Since they’re sufficiently fresh to be in the same road test notepad, we’ll start by comparing how much more cabin space the CX-3 provides than the Mazda 2. If you imagine that it won’t be much, given that they share the same platform and wheelbase, then you’re only partly right.
The CX-3’s higher hip point grants front passengers 20mm more leg room as a maximum and 30mm more to a rear-seat passenger. Front head room is boosted by a similar margin.
It doesn’t look like much – and it doesn’t make the CX-3 noteworthy for spaciousness among its peers. The Skoda Yeti and Vauxhall Mokka offer considerably more room and will make an adult sitting in the rear considerably more comfortable.

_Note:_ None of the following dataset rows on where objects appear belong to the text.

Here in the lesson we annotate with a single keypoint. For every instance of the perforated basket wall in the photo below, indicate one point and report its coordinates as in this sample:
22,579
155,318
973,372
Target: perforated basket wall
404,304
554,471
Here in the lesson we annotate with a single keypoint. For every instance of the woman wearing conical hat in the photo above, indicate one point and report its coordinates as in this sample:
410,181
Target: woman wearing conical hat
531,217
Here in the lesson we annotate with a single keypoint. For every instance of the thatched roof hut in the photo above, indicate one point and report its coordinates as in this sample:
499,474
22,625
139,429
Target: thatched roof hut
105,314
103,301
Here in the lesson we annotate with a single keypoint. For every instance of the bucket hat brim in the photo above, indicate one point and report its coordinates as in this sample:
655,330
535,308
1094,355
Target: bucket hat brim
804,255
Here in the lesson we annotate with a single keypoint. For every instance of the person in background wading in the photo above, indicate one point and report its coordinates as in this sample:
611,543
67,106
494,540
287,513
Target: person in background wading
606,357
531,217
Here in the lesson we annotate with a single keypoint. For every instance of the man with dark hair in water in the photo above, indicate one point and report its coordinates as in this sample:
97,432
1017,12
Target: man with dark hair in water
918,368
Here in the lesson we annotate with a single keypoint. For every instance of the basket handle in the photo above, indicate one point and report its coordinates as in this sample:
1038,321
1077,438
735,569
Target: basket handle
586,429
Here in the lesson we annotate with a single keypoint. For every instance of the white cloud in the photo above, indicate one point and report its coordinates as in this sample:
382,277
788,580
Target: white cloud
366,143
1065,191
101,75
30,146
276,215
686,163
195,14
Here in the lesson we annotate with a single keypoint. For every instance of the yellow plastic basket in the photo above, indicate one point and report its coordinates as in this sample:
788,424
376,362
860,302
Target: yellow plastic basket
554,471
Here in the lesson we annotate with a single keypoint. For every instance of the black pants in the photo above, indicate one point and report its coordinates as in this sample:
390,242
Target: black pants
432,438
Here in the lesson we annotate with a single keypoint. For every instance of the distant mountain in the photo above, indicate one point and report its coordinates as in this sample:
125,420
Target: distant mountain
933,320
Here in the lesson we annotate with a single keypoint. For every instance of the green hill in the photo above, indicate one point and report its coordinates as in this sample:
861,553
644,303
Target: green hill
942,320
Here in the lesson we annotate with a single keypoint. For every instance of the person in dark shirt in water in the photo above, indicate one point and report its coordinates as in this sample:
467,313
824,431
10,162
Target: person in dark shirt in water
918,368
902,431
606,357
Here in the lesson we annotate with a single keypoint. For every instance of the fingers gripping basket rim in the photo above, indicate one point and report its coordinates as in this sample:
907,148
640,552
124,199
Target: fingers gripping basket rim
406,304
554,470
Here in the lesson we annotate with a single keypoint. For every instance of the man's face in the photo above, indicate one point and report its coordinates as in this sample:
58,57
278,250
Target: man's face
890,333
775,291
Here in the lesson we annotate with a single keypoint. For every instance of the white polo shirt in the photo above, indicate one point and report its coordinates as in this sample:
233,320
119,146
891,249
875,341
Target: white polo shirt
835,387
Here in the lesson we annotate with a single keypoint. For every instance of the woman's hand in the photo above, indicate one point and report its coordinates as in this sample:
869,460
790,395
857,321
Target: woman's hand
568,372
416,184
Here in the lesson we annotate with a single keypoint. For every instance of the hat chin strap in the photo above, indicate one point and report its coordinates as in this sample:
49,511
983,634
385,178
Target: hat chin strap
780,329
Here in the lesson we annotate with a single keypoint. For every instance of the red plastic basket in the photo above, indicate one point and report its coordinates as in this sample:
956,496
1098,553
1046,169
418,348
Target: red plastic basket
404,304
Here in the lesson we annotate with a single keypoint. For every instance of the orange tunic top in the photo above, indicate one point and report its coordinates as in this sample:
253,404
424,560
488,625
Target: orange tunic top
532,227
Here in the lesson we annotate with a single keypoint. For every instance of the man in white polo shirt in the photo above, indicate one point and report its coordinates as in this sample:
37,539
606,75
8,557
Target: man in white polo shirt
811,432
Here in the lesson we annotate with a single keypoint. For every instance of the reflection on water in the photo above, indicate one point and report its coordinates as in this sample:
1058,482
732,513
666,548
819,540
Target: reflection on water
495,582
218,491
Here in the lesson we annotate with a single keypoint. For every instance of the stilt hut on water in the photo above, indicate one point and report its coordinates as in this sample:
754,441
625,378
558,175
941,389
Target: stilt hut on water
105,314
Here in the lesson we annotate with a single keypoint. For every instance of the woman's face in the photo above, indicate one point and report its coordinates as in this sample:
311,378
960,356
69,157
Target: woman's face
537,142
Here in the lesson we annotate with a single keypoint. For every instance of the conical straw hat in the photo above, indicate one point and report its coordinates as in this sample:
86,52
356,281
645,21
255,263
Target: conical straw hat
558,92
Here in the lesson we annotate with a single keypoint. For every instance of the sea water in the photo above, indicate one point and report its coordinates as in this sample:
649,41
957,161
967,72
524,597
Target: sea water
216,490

Boot space is a better strong suit for the CX-3, however, and may well matter more to compact crossover buyers than having room for a larger adult in the second row. The load bay is 100mm longer than the 2’s and also beats a Mokka’s on both under-shelf and overall loading height. A false floor – included as standard – contributes to the latter advantage.
The CX-3’s fascia benefits from the same ritzy touches that higher-end versions of the 2 impressed us with, such as the stippled chrome climate control knobs and leather-look insert just below vent level.
Mazda’s 7.0in colour touchscreen multimedia system (standard across the range) is another impressive highlight. But there are low points, too, such as hard, shiny plastics where rivals use tactile slush mouldings and small, hard-to-read monochrome digital instruments occupying spaces large enough for clearer analogue dials.